今から35年前、17歳だった私はクラスメイトと一緒に、某ハンバーガーショップのバイト面接を受けた。
美人で明るい友人はすぐ採用されたのに、私の面接はかなり長引いた。
マネージャーはテーブルの上に分厚い紙の束を置いた。
「これ、今回来た履歴書。この中で選ばれるのはたった7人。君って、その価値があると思う? さっさと答えて」
周りにいたバイト生たちが、気の毒そうに視線をそらす。
その時、背の高い細面の男性が入ってきた。
他のスタッフとは違う、薄いクリーム色の制服を身につけ、名札には店長と書かれてあった。
すっと伸びた背筋と洗練された立ち振る舞いに、一見して地元の人じゃない、 とわかる。
店長は不穏な空気を察したらしく
「ん? なんや?」
と大阪弁でマネージャーに尋ねた。
「いや、この子がうちに入りたいって」
店長は履歴書にざっと目を通し、顔を上げて今度は私の顔をじーっと見た。
長い時間が経過し、私の顔に血が上っていく。
やがて店長は一言、こういった。
「ええんやない?」
マネージャーと私が同時に「は?」というような顔になる。
こうして私のバイト生活がスタートした。
数日間の研修を経て、カウンターデビューの日が訪れる。
「うん。2人ともすごく可愛いね。いい笑顔」
マネージャーは右側にいるバイト生たちに満面の笑みを向けた後、怒ったような顔で私を見た。
「……貧相なのが1人いるね。みんなの足だけは引っ張らないようにね」
心臓が冷たい手で、ギュッと掴まれたような気分になった時、フロアに店長が現れた。
「お、渡辺、今日からか」
そう言うと店長は、またじーっと顔を近づけて私を凝視した。
「渡辺は大人しゅうて赤面症なんやな。そんなの、ここでバイトしたらすぐ治る」
冷え切っていた心臓に、熱が戻ってきた。
勇気を取り戻した私は、苦手なスマイルを必死に浮かべ、なんとかカウンターデビューを乗り切った。
それからというもの、店長はマネージャーにいじられる私を、さりげなくサポートしてくれた。
そのおかげもあり、私は店の中で少しずつ居場所を作っていった。
ある時、私は友人の秋山香(仮名)から、バイトを休みたいのでそのことを店長に伝えて欲しいと頼まれた。

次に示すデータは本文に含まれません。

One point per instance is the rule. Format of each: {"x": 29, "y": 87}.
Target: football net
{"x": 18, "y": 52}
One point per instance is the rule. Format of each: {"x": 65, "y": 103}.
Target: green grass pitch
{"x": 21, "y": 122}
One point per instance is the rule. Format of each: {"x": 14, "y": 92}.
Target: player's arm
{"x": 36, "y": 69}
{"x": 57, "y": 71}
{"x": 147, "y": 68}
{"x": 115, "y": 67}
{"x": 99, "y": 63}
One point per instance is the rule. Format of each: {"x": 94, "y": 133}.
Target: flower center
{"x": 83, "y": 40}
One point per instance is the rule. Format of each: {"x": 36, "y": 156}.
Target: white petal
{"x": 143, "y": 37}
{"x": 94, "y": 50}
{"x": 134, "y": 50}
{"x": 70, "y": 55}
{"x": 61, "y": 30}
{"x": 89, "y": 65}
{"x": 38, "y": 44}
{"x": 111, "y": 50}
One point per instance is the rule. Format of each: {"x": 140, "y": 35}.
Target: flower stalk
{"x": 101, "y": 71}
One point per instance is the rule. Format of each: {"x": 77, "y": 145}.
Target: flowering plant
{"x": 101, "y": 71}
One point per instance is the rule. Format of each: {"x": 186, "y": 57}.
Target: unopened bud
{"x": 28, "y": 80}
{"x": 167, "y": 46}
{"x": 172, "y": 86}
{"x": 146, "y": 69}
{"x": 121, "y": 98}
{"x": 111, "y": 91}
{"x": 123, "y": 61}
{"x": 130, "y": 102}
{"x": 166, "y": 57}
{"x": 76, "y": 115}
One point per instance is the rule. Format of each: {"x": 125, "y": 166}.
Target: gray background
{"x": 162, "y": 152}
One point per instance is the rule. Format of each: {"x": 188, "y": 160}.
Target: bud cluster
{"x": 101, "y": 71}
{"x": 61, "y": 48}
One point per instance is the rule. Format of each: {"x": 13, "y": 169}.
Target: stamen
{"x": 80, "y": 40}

ドタキャンになってしまうので、自分の口からは言いにくい。
何かのついでにお願い、と懇願され、断りきれなかった私は、家から店に電話をかけた。
しかし店長は受けつけてくれなかった。
「何で秋山の休みを渡辺が報告してくるんや。緊張せんでもええから、なんでこうなったか、ゆっくり話してみ?」
しどろもどろな私に、店長はこう続けた。
「まあ、渡辺は秋山と仲がええもんな。友情で引き受けてしもたんやろ。けどそれが秋山のためになるか? 店長が今からあいつに電話するわ。自分のことは自分でやれって」
店長の言うことは、正論だった。
私は友人の要求を飲むことで、結局彼女を面倒な立場に追い込んでしまった。
「私が電話します。すみませんでした」
私がそう言うと、店長は少し黙った後、
「渡辺はいっつも謝りよるな。悪いことしとらんのなら、胸はっとれ。渡辺にはええとこ、ようけあるんやから」
笑うように言って、電話を切った。
ツーツーという通信音が鼓膜に響く。
その音に混じって、たった今聞いたばかりの店長の声が、頭の中に渦巻いていた。
いいところがあるって、確かに言われた。
よく似た言葉をかけられたことがある。
あれは、そう。面接の時だ。
私に向かって店長は言った。
「ええんやない?」って。
その瞬間、私は恋に落ちたんだった。
泉の蓋が開くように、思いがこみ上げてきた。
やっぱり、そうだ。私は店長が好きなんだ。
初めて会ったときから、目が合った瞬間から、声を聞いた時から好きだった。
過去のほのかな恋話を、35年ぶりに思い出したのは、アニメ「恋は雨上がりのように」を見たからだ。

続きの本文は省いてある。